Así, no hubo periodistas que pudieran investigar la verdad. No hubo periódicos ni radios que contasen a los ciudadanos qué había pasado en realidad. Nadie dijo, pues, que lo que Hitler contaba era mentira. No había «atrocidades polacas». Hubo que esperar a 1945 para que, durante los Juicios de Núremberg, se revelase qué había ocurrido.

Lo contó en su interrogatorio el comandante de las SS Alfred Naujocks (1911-1966), que declaró como testigo, y lo corroboran otras fuentes. El «incidente de Gleiwitz» había sido una operación orquestada por los servicios secretos alemanes para construir un «casus belli» contra Polonia. Hoy lo llamaríamos una operación de bandera falsa. Se había organizado desde el palacio Slawentzitz, en la Alta Silesia, entonces territorio alemán. Formaba parte de un plan mayor: la Operación Himmler, el conjunto de acciones tendentes a preparar la agresión contra Polonia. Fueron más de una decena de atentados, sabotajes y provocaciones que culminaron en el falso asalto a la estación de radio de Gleiwitz. El presunto provocador era, en realidad, un campesino polaco de Silesia llamado Franciszek Honiok (18996-1939), al que la Gestapo había detenido dos días antes. Lo mataron la víspera con una inyección letal. Luego lo disfrazaron de modo que pareciese un saboteador y llevaron el cuerpo a la estación. Se dice que fue la primera víctima de la guerra.

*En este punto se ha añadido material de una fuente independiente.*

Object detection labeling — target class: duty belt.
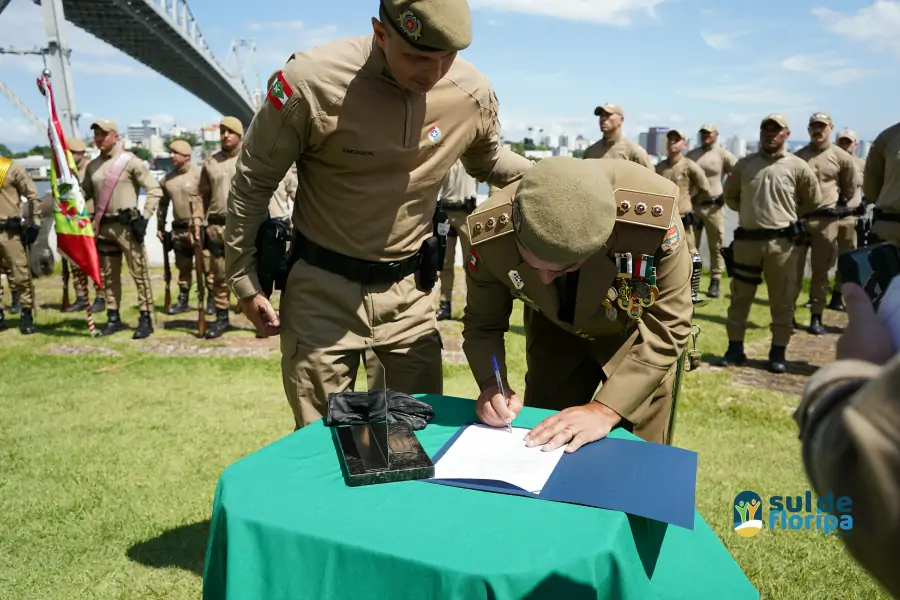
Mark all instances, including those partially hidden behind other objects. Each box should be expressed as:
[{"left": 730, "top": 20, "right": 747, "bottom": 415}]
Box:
[
  {"left": 0, "top": 216, "right": 25, "bottom": 233},
  {"left": 291, "top": 230, "right": 420, "bottom": 285},
  {"left": 733, "top": 226, "right": 795, "bottom": 241},
  {"left": 698, "top": 196, "right": 725, "bottom": 207},
  {"left": 100, "top": 207, "right": 139, "bottom": 225},
  {"left": 171, "top": 219, "right": 191, "bottom": 231},
  {"left": 207, "top": 214, "right": 226, "bottom": 226},
  {"left": 874, "top": 208, "right": 900, "bottom": 223},
  {"left": 804, "top": 205, "right": 856, "bottom": 219}
]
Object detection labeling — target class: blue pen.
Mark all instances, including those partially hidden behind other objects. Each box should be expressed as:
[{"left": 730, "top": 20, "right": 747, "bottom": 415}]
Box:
[{"left": 492, "top": 355, "right": 512, "bottom": 433}]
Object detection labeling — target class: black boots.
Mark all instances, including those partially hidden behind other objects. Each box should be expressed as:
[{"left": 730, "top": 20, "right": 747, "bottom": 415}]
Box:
[
  {"left": 0, "top": 308, "right": 5, "bottom": 331},
  {"left": 90, "top": 296, "right": 106, "bottom": 313},
  {"left": 205, "top": 309, "right": 229, "bottom": 339},
  {"left": 167, "top": 289, "right": 190, "bottom": 315},
  {"left": 808, "top": 314, "right": 825, "bottom": 335},
  {"left": 436, "top": 300, "right": 452, "bottom": 321},
  {"left": 10, "top": 291, "right": 21, "bottom": 314},
  {"left": 828, "top": 291, "right": 844, "bottom": 311},
  {"left": 690, "top": 253, "right": 703, "bottom": 304},
  {"left": 767, "top": 345, "right": 787, "bottom": 374},
  {"left": 64, "top": 297, "right": 88, "bottom": 312},
  {"left": 100, "top": 309, "right": 126, "bottom": 336},
  {"left": 205, "top": 290, "right": 215, "bottom": 315},
  {"left": 19, "top": 308, "right": 36, "bottom": 335},
  {"left": 132, "top": 311, "right": 153, "bottom": 340},
  {"left": 715, "top": 341, "right": 747, "bottom": 367},
  {"left": 707, "top": 278, "right": 720, "bottom": 298}
]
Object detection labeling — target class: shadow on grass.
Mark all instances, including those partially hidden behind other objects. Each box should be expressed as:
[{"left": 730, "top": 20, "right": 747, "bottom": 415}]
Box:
[
  {"left": 127, "top": 519, "right": 210, "bottom": 577},
  {"left": 21, "top": 317, "right": 109, "bottom": 338},
  {"left": 703, "top": 356, "right": 819, "bottom": 377}
]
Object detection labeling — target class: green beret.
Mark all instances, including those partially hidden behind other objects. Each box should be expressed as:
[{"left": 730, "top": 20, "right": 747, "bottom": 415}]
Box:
[
  {"left": 380, "top": 0, "right": 472, "bottom": 52},
  {"left": 512, "top": 157, "right": 617, "bottom": 265}
]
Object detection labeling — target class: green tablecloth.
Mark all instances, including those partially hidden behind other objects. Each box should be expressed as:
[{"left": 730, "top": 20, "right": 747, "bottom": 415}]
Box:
[{"left": 203, "top": 395, "right": 758, "bottom": 600}]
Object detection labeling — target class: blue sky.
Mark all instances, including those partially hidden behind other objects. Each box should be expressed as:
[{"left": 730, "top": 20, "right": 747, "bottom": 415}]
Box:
[{"left": 2, "top": 0, "right": 899, "bottom": 148}]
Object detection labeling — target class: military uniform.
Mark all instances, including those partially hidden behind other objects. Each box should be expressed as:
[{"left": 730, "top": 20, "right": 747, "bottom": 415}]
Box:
[
  {"left": 199, "top": 116, "right": 243, "bottom": 331},
  {"left": 66, "top": 138, "right": 104, "bottom": 313},
  {"left": 225, "top": 0, "right": 533, "bottom": 430},
  {"left": 82, "top": 119, "right": 162, "bottom": 338},
  {"left": 462, "top": 157, "right": 692, "bottom": 444},
  {"left": 268, "top": 165, "right": 298, "bottom": 223},
  {"left": 831, "top": 128, "right": 866, "bottom": 302},
  {"left": 718, "top": 114, "right": 821, "bottom": 373},
  {"left": 436, "top": 159, "right": 478, "bottom": 320},
  {"left": 686, "top": 123, "right": 737, "bottom": 297},
  {"left": 864, "top": 121, "right": 900, "bottom": 246},
  {"left": 0, "top": 157, "right": 40, "bottom": 333},
  {"left": 582, "top": 103, "right": 654, "bottom": 169},
  {"left": 655, "top": 130, "right": 711, "bottom": 303},
  {"left": 793, "top": 113, "right": 858, "bottom": 333},
  {"left": 794, "top": 355, "right": 900, "bottom": 600},
  {"left": 159, "top": 140, "right": 204, "bottom": 314}
]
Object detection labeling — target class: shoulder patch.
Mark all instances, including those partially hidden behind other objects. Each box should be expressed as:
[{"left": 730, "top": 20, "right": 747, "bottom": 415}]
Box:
[
  {"left": 466, "top": 246, "right": 479, "bottom": 272},
  {"left": 613, "top": 188, "right": 676, "bottom": 230},
  {"left": 661, "top": 223, "right": 681, "bottom": 252},
  {"left": 467, "top": 202, "right": 514, "bottom": 246},
  {"left": 267, "top": 71, "right": 294, "bottom": 111}
]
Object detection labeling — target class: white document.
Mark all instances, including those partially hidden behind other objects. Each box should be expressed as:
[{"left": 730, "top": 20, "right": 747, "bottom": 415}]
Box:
[
  {"left": 878, "top": 276, "right": 900, "bottom": 348},
  {"left": 433, "top": 424, "right": 566, "bottom": 494}
]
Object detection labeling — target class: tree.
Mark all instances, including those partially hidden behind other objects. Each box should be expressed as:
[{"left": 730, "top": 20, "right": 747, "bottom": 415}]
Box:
[
  {"left": 0, "top": 143, "right": 12, "bottom": 157},
  {"left": 166, "top": 132, "right": 199, "bottom": 148},
  {"left": 132, "top": 147, "right": 152, "bottom": 162},
  {"left": 522, "top": 137, "right": 536, "bottom": 151},
  {"left": 572, "top": 150, "right": 585, "bottom": 159}
]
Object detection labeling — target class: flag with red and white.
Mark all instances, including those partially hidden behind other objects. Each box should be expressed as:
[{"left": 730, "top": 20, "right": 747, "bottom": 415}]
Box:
[
  {"left": 634, "top": 254, "right": 654, "bottom": 279},
  {"left": 267, "top": 71, "right": 294, "bottom": 110}
]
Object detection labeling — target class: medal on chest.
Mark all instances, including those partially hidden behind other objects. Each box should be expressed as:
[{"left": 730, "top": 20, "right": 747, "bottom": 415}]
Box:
[{"left": 613, "top": 252, "right": 659, "bottom": 320}]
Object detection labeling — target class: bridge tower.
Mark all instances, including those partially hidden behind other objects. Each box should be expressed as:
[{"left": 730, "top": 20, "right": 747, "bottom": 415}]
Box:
[{"left": 225, "top": 39, "right": 262, "bottom": 110}]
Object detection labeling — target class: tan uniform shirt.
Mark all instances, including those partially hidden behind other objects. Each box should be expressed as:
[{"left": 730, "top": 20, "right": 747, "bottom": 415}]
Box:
[
  {"left": 462, "top": 159, "right": 692, "bottom": 422},
  {"left": 226, "top": 35, "right": 533, "bottom": 300},
  {"left": 794, "top": 355, "right": 900, "bottom": 600},
  {"left": 655, "top": 155, "right": 711, "bottom": 215},
  {"left": 849, "top": 156, "right": 865, "bottom": 209},
  {"left": 582, "top": 135, "right": 653, "bottom": 169},
  {"left": 723, "top": 149, "right": 821, "bottom": 229},
  {"left": 441, "top": 160, "right": 478, "bottom": 204},
  {"left": 864, "top": 121, "right": 900, "bottom": 210},
  {"left": 159, "top": 163, "right": 203, "bottom": 230},
  {"left": 268, "top": 168, "right": 298, "bottom": 220},
  {"left": 199, "top": 148, "right": 239, "bottom": 218},
  {"left": 0, "top": 160, "right": 40, "bottom": 224},
  {"left": 81, "top": 147, "right": 162, "bottom": 219},
  {"left": 794, "top": 142, "right": 857, "bottom": 210},
  {"left": 686, "top": 143, "right": 736, "bottom": 198}
]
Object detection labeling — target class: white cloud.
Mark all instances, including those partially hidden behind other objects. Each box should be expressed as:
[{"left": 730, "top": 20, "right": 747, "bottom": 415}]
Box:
[
  {"left": 700, "top": 31, "right": 745, "bottom": 51},
  {"left": 0, "top": 117, "right": 44, "bottom": 145},
  {"left": 813, "top": 1, "right": 900, "bottom": 55},
  {"left": 247, "top": 21, "right": 306, "bottom": 31},
  {"left": 676, "top": 82, "right": 814, "bottom": 108},
  {"left": 780, "top": 53, "right": 876, "bottom": 87},
  {"left": 469, "top": 0, "right": 668, "bottom": 27},
  {"left": 669, "top": 114, "right": 684, "bottom": 123},
  {"left": 496, "top": 112, "right": 597, "bottom": 139},
  {"left": 252, "top": 23, "right": 344, "bottom": 74}
]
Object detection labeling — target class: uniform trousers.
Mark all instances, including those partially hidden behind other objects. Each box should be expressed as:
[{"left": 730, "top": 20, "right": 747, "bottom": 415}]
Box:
[
  {"left": 693, "top": 202, "right": 726, "bottom": 279},
  {"left": 96, "top": 222, "right": 153, "bottom": 312},
  {"left": 0, "top": 231, "right": 32, "bottom": 309},
  {"left": 682, "top": 215, "right": 698, "bottom": 255},
  {"left": 279, "top": 258, "right": 443, "bottom": 429},
  {"left": 439, "top": 209, "right": 471, "bottom": 304},
  {"left": 72, "top": 263, "right": 102, "bottom": 298},
  {"left": 726, "top": 238, "right": 799, "bottom": 347},
  {"left": 794, "top": 216, "right": 840, "bottom": 313},
  {"left": 832, "top": 215, "right": 858, "bottom": 288},
  {"left": 872, "top": 219, "right": 900, "bottom": 247},
  {"left": 521, "top": 307, "right": 675, "bottom": 445},
  {"left": 205, "top": 224, "right": 229, "bottom": 310},
  {"left": 171, "top": 230, "right": 195, "bottom": 291}
]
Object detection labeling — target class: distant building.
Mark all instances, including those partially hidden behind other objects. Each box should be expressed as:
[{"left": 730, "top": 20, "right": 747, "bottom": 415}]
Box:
[
  {"left": 857, "top": 141, "right": 872, "bottom": 160},
  {"left": 726, "top": 135, "right": 748, "bottom": 158},
  {"left": 647, "top": 127, "right": 669, "bottom": 157},
  {"left": 572, "top": 135, "right": 592, "bottom": 152},
  {"left": 558, "top": 134, "right": 570, "bottom": 149},
  {"left": 638, "top": 131, "right": 649, "bottom": 151}
]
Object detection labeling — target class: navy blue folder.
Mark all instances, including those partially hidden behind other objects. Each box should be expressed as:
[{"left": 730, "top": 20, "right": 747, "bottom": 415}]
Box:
[{"left": 425, "top": 424, "right": 698, "bottom": 530}]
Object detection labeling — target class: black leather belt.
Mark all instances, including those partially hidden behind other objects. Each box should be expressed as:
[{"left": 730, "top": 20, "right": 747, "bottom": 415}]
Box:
[
  {"left": 805, "top": 206, "right": 855, "bottom": 219},
  {"left": 734, "top": 226, "right": 794, "bottom": 241},
  {"left": 291, "top": 231, "right": 420, "bottom": 285},
  {"left": 207, "top": 215, "right": 226, "bottom": 226},
  {"left": 171, "top": 219, "right": 191, "bottom": 231},
  {"left": 698, "top": 196, "right": 725, "bottom": 207}
]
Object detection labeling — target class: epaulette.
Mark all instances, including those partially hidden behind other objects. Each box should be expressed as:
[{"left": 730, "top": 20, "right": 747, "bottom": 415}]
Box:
[
  {"left": 467, "top": 200, "right": 514, "bottom": 246},
  {"left": 613, "top": 188, "right": 677, "bottom": 231}
]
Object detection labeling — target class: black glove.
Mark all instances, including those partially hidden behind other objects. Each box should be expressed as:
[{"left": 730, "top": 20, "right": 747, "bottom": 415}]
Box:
[
  {"left": 130, "top": 217, "right": 149, "bottom": 243},
  {"left": 325, "top": 390, "right": 435, "bottom": 431},
  {"left": 22, "top": 225, "right": 39, "bottom": 247}
]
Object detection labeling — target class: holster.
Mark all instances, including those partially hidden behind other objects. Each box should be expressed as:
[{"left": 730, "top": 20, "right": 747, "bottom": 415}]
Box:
[
  {"left": 681, "top": 212, "right": 699, "bottom": 229},
  {"left": 415, "top": 208, "right": 449, "bottom": 293},
  {"left": 130, "top": 216, "right": 149, "bottom": 244},
  {"left": 790, "top": 220, "right": 809, "bottom": 246},
  {"left": 162, "top": 230, "right": 173, "bottom": 253},
  {"left": 720, "top": 243, "right": 735, "bottom": 278},
  {"left": 254, "top": 218, "right": 292, "bottom": 298}
]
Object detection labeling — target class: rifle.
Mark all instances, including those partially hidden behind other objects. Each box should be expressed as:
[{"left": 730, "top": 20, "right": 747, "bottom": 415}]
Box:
[
  {"left": 162, "top": 230, "right": 172, "bottom": 313},
  {"left": 192, "top": 226, "right": 207, "bottom": 338},
  {"left": 61, "top": 257, "right": 70, "bottom": 311}
]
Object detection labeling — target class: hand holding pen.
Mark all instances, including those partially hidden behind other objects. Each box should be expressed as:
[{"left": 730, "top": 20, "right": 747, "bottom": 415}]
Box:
[{"left": 475, "top": 355, "right": 523, "bottom": 430}]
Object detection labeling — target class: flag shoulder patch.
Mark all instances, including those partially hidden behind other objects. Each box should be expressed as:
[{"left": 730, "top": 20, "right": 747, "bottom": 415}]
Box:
[{"left": 267, "top": 71, "right": 294, "bottom": 111}]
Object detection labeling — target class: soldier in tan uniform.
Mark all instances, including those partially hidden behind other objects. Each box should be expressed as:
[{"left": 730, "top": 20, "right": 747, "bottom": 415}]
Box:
[
  {"left": 582, "top": 103, "right": 654, "bottom": 168},
  {"left": 462, "top": 157, "right": 692, "bottom": 447},
  {"left": 0, "top": 156, "right": 40, "bottom": 334},
  {"left": 82, "top": 119, "right": 162, "bottom": 339},
  {"left": 64, "top": 137, "right": 105, "bottom": 313},
  {"left": 715, "top": 114, "right": 821, "bottom": 373},
  {"left": 864, "top": 121, "right": 900, "bottom": 246},
  {"left": 225, "top": 0, "right": 533, "bottom": 430},
  {"left": 655, "top": 129, "right": 711, "bottom": 304},
  {"left": 793, "top": 113, "right": 857, "bottom": 333},
  {"left": 830, "top": 128, "right": 867, "bottom": 310},
  {"left": 158, "top": 140, "right": 203, "bottom": 314},
  {"left": 436, "top": 159, "right": 477, "bottom": 320},
  {"left": 199, "top": 116, "right": 243, "bottom": 337},
  {"left": 686, "top": 123, "right": 737, "bottom": 298},
  {"left": 268, "top": 165, "right": 298, "bottom": 225},
  {"left": 794, "top": 281, "right": 900, "bottom": 599}
]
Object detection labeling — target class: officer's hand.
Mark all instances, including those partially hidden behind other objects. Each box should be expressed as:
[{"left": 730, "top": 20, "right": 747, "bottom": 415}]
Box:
[
  {"left": 240, "top": 293, "right": 281, "bottom": 337},
  {"left": 476, "top": 384, "right": 523, "bottom": 428},
  {"left": 836, "top": 282, "right": 895, "bottom": 365},
  {"left": 525, "top": 402, "right": 622, "bottom": 453},
  {"left": 157, "top": 231, "right": 164, "bottom": 242}
]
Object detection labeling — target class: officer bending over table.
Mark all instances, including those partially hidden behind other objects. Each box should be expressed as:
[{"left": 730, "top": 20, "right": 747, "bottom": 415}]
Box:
[{"left": 461, "top": 157, "right": 693, "bottom": 451}]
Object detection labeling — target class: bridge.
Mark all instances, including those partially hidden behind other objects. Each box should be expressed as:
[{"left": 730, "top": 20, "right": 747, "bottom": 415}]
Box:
[{"left": 0, "top": 0, "right": 258, "bottom": 139}]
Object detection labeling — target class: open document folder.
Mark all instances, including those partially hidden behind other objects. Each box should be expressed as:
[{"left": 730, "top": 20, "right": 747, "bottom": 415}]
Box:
[{"left": 425, "top": 424, "right": 699, "bottom": 530}]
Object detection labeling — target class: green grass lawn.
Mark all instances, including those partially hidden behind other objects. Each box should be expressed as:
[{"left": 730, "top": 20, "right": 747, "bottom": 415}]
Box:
[{"left": 0, "top": 267, "right": 889, "bottom": 599}]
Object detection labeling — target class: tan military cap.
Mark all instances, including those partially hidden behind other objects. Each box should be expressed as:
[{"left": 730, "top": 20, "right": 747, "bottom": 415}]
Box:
[
  {"left": 512, "top": 156, "right": 617, "bottom": 265},
  {"left": 381, "top": 0, "right": 472, "bottom": 52},
  {"left": 90, "top": 118, "right": 118, "bottom": 133},
  {"left": 68, "top": 138, "right": 87, "bottom": 152},
  {"left": 169, "top": 140, "right": 192, "bottom": 156},
  {"left": 837, "top": 128, "right": 858, "bottom": 143},
  {"left": 667, "top": 129, "right": 687, "bottom": 140},
  {"left": 594, "top": 103, "right": 624, "bottom": 117},
  {"left": 698, "top": 123, "right": 718, "bottom": 133},
  {"left": 220, "top": 116, "right": 244, "bottom": 136},
  {"left": 809, "top": 112, "right": 832, "bottom": 126},
  {"left": 761, "top": 114, "right": 789, "bottom": 129}
]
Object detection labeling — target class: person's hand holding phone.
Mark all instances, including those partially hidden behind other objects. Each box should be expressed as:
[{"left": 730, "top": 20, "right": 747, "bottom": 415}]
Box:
[{"left": 836, "top": 282, "right": 896, "bottom": 365}]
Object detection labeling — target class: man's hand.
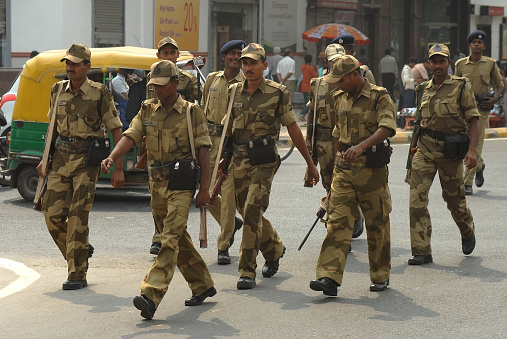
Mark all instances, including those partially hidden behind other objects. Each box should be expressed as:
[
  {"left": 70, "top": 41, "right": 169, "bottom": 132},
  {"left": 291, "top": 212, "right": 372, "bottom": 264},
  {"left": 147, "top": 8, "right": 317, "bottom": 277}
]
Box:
[
  {"left": 464, "top": 149, "right": 477, "bottom": 170},
  {"left": 101, "top": 157, "right": 114, "bottom": 174},
  {"left": 480, "top": 97, "right": 495, "bottom": 111},
  {"left": 306, "top": 163, "right": 319, "bottom": 186},
  {"left": 111, "top": 167, "right": 125, "bottom": 188},
  {"left": 196, "top": 187, "right": 210, "bottom": 208},
  {"left": 36, "top": 160, "right": 49, "bottom": 178},
  {"left": 343, "top": 145, "right": 365, "bottom": 163}
]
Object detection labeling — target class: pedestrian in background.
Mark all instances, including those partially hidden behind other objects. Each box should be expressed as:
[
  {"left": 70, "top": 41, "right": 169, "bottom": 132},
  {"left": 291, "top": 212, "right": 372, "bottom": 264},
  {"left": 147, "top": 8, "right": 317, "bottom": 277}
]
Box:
[
  {"left": 269, "top": 46, "right": 283, "bottom": 83},
  {"left": 379, "top": 48, "right": 398, "bottom": 100},
  {"left": 299, "top": 54, "right": 318, "bottom": 121},
  {"left": 277, "top": 49, "right": 296, "bottom": 101}
]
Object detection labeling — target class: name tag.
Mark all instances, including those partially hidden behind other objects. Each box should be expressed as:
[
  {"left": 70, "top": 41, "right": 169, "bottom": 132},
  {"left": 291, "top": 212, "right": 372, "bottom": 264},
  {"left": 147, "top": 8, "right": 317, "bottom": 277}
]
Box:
[
  {"left": 143, "top": 121, "right": 158, "bottom": 126},
  {"left": 317, "top": 95, "right": 325, "bottom": 100},
  {"left": 57, "top": 101, "right": 66, "bottom": 106},
  {"left": 233, "top": 102, "right": 242, "bottom": 108},
  {"left": 210, "top": 87, "right": 217, "bottom": 91}
]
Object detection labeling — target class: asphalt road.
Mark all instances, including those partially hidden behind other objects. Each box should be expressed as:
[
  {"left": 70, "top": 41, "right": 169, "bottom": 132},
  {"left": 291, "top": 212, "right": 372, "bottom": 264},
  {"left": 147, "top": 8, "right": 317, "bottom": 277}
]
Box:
[{"left": 1, "top": 139, "right": 506, "bottom": 338}]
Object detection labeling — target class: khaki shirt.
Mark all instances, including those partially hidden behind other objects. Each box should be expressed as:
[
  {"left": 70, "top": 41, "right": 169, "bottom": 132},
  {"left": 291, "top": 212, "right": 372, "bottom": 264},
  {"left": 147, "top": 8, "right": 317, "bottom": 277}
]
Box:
[
  {"left": 360, "top": 65, "right": 376, "bottom": 85},
  {"left": 50, "top": 79, "right": 121, "bottom": 139},
  {"left": 124, "top": 95, "right": 211, "bottom": 163},
  {"left": 146, "top": 68, "right": 200, "bottom": 102},
  {"left": 307, "top": 77, "right": 337, "bottom": 129},
  {"left": 332, "top": 80, "right": 396, "bottom": 146},
  {"left": 225, "top": 78, "right": 297, "bottom": 143},
  {"left": 418, "top": 74, "right": 480, "bottom": 134},
  {"left": 201, "top": 70, "right": 244, "bottom": 123},
  {"left": 455, "top": 56, "right": 504, "bottom": 97}
]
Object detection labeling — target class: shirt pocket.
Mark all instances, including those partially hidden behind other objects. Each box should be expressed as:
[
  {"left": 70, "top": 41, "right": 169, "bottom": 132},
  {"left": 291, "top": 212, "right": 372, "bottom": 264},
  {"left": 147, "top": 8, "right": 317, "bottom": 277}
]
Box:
[
  {"left": 55, "top": 104, "right": 68, "bottom": 133},
  {"left": 172, "top": 125, "right": 191, "bottom": 156},
  {"left": 359, "top": 110, "right": 377, "bottom": 138},
  {"left": 420, "top": 100, "right": 431, "bottom": 119},
  {"left": 145, "top": 121, "right": 161, "bottom": 153},
  {"left": 208, "top": 88, "right": 221, "bottom": 116},
  {"left": 337, "top": 111, "right": 348, "bottom": 137},
  {"left": 76, "top": 101, "right": 96, "bottom": 133},
  {"left": 436, "top": 98, "right": 459, "bottom": 119}
]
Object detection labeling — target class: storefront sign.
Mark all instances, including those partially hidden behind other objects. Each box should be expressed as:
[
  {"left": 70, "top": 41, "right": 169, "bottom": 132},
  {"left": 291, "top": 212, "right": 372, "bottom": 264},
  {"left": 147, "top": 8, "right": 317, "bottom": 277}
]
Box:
[
  {"left": 480, "top": 6, "right": 504, "bottom": 16},
  {"left": 318, "top": 0, "right": 358, "bottom": 10},
  {"left": 154, "top": 0, "right": 200, "bottom": 50},
  {"left": 263, "top": 0, "right": 298, "bottom": 52}
]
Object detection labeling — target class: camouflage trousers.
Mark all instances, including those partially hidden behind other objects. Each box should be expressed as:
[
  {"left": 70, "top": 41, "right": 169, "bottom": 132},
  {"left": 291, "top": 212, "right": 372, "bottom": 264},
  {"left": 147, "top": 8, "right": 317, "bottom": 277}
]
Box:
[
  {"left": 316, "top": 140, "right": 335, "bottom": 192},
  {"left": 316, "top": 156, "right": 391, "bottom": 285},
  {"left": 463, "top": 110, "right": 488, "bottom": 186},
  {"left": 142, "top": 179, "right": 214, "bottom": 308},
  {"left": 410, "top": 148, "right": 475, "bottom": 256},
  {"left": 207, "top": 135, "right": 239, "bottom": 250},
  {"left": 42, "top": 157, "right": 99, "bottom": 281},
  {"left": 233, "top": 157, "right": 285, "bottom": 278}
]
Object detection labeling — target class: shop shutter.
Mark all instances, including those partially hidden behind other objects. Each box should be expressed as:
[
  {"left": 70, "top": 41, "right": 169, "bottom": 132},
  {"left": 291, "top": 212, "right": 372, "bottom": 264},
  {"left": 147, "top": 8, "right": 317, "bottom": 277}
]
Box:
[{"left": 94, "top": 0, "right": 124, "bottom": 47}]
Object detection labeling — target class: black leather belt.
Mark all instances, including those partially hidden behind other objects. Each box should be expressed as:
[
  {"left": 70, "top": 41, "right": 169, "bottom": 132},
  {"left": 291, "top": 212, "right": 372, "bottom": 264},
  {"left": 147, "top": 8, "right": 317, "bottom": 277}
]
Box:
[
  {"left": 341, "top": 144, "right": 352, "bottom": 152},
  {"left": 420, "top": 128, "right": 446, "bottom": 141},
  {"left": 59, "top": 135, "right": 86, "bottom": 142}
]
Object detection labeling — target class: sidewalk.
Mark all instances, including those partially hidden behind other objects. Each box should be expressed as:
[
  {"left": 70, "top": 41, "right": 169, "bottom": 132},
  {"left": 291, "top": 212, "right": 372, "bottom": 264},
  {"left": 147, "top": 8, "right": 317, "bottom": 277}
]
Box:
[{"left": 282, "top": 106, "right": 507, "bottom": 144}]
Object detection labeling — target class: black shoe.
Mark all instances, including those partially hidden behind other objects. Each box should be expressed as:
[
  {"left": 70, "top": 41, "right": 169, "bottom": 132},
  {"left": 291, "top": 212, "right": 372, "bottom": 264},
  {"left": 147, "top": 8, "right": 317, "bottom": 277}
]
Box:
[
  {"left": 133, "top": 295, "right": 156, "bottom": 320},
  {"left": 462, "top": 234, "right": 476, "bottom": 255},
  {"left": 370, "top": 279, "right": 389, "bottom": 292},
  {"left": 229, "top": 217, "right": 244, "bottom": 247},
  {"left": 62, "top": 280, "right": 87, "bottom": 290},
  {"left": 237, "top": 277, "right": 256, "bottom": 289},
  {"left": 217, "top": 249, "right": 231, "bottom": 265},
  {"left": 86, "top": 244, "right": 94, "bottom": 270},
  {"left": 407, "top": 254, "right": 433, "bottom": 265},
  {"left": 184, "top": 286, "right": 217, "bottom": 306},
  {"left": 150, "top": 242, "right": 161, "bottom": 255},
  {"left": 309, "top": 277, "right": 339, "bottom": 296},
  {"left": 475, "top": 163, "right": 485, "bottom": 187},
  {"left": 352, "top": 218, "right": 364, "bottom": 238},
  {"left": 262, "top": 247, "right": 285, "bottom": 278},
  {"left": 464, "top": 185, "right": 473, "bottom": 195}
]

Así, quienes habían incendiado la estación de radio aquel 31 de agosto, en torno a las 20:00, eran miembros de las SS vestidos de civil. La contraseña que puso en marcha el operativo fue «abuela muerta» y se la transmitió a Naujocks el mismo Reinhard Heydrich (1904-1942), jefe de la Oficina de Seguridad del Reich. Nada de lo ocurrido aquella noche había sido como lo contaron.

La combinación de censura, propaganda y violencia característica del III Reich hizo el resto. Nadie podía investigar. Nadie podía preguntar. Nadie podía hablar. Los regímenes totalitarios son incompatibles con el periodismo y la Alemania nazi brinda un terrible ejemplo. Intoxicada por la desinformación, movilizada por la propaganda y limitada por la censura, la opinión pública había perdido los debates plurales y libres de la Alemania de Weimar. La violencia y el miedo hicieron el resto. A los ciudadanos se les había hurtado la libertad. Ahora se los conduciría a la guerra.

Hoy el palacio Slawentzwitz está en ruinas. Sólo se conserva un pórtico. El lugar de la estación de radio de Gleiwitz (en polaco, Gliwice) acoge un museo. También hay un museo en la sede de los juicios de Núremberg, donde se conoció la verdad. A Heydrich lo mató la resistencia checoslovaca en Praga. A Naujocks lo condenó la justicia danesa a cuatro años de prisión por sus acciones contra la resistencia en Dinamarca. Murió en libertad después de haberse dedicado a los negocios en Hamburgo.

En su visita al campo de exterminio de Auschwitz el 28 de mayo de 2006, Benedicto XVI se declaró «hijo del pueblo sobre el cual un grupo de criminales alcanzó el poder mediante promesas mentirosas». La mentira también serviría a los nazis –hace ahora 85 años– para arrasar Europa empezando por Polonia.